Let #I = int sin(lnx) dx#
We need to decide (guess) whether to use #sin(lnx)#as #u# or #dv#. It turns out that either will work.
Method 1
Let #u = sin(lnx)# and #dv = dx#.
Then #du = 1/x cos(lnx) dx# and #v = x#
#I = uv-intvdu#
# = xsin(lnx)-intcos(lnx) dx#
Repeat with #u = cos(lnx)# and #dv = dx#,
so #du = -1/xsin(lnx)# and #v = x#.
#I = xsin(lnx)-[ xcos(lnx)- int -sin(lnx) dx ]#
so
#I = xsin(lnx)- xcos(lnx)- underbrace(int sin(lnx) dx)_I #
#2I = xsin(lnx)- xcos(lnx)#
#I = 1/2( xsin(lnx)- xcos(lnx) )#
Method 2
Let #I = int sin(lnx) dx#
In order to use #sin(lnx) dx# in #dv#, we'll need to be able to integrate #dv#.

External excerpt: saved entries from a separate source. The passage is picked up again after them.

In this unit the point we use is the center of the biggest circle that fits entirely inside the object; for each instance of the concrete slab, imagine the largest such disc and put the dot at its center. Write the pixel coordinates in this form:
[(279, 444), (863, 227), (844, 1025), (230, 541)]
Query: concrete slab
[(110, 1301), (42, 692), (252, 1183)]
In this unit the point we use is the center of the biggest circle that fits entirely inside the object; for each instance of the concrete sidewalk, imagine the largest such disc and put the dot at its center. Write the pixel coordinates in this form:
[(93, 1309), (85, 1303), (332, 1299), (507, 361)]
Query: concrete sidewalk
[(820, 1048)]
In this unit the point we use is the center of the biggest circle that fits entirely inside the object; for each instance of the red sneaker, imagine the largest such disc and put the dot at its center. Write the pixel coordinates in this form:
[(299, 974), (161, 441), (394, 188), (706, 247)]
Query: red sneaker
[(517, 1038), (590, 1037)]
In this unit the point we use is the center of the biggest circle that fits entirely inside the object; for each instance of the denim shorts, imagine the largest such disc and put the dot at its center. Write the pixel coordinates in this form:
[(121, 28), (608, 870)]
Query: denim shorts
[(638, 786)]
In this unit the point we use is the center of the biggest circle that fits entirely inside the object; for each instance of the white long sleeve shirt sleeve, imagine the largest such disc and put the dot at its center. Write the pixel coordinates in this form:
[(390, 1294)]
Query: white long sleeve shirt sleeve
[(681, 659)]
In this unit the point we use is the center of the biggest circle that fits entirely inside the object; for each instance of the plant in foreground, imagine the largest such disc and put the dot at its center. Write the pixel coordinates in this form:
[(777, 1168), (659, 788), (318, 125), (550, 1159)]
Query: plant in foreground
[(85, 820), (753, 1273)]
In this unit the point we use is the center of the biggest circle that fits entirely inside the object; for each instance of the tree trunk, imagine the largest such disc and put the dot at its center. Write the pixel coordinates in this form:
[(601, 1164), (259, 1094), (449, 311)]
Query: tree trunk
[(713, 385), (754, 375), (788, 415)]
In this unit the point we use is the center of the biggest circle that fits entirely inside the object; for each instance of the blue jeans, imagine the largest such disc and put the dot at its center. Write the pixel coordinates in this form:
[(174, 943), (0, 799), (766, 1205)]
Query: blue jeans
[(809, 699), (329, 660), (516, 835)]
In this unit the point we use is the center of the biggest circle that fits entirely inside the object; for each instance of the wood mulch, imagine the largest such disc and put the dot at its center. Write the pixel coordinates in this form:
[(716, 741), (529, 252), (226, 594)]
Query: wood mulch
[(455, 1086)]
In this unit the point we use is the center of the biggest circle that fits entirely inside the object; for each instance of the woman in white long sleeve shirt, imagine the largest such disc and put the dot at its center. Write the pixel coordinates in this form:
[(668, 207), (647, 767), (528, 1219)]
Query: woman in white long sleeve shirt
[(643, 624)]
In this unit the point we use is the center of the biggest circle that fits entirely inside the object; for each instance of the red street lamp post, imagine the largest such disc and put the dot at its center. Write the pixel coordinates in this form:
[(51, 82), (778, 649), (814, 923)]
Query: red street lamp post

We could use substitution if we had the derivative of #lnx# as a factor, so we'll introduce it.
#I = int x sin(lnx) 1/x dx#
Let #u = x# and #dv = sin(lnx) 1/x dx#.
Then #du =dx# and #v = -cos(lnx)#
#I = uv-intvdu#
# = -xcos(lnx)+int cos(lnx) dx#
We'll use parts again. (And we'll hope that it works. If it doesn't, we'll try something else.)
# = -xcos(lnx)+int x cos(lnx) 1/x dx#
Let #u = x# and #dv = cos(lnx) 1/x dx#.
Then #du =dx# and #v = sin(lnx)#
#I = -xcos(lnx)+[xsin(lnx)-underbrace(intsin(lnx) dx)_I]#
#2I = -xcos(lnx)+xsin(lnx)#
#I = 1/2( xsin(lnx)- xcos(lnx) )#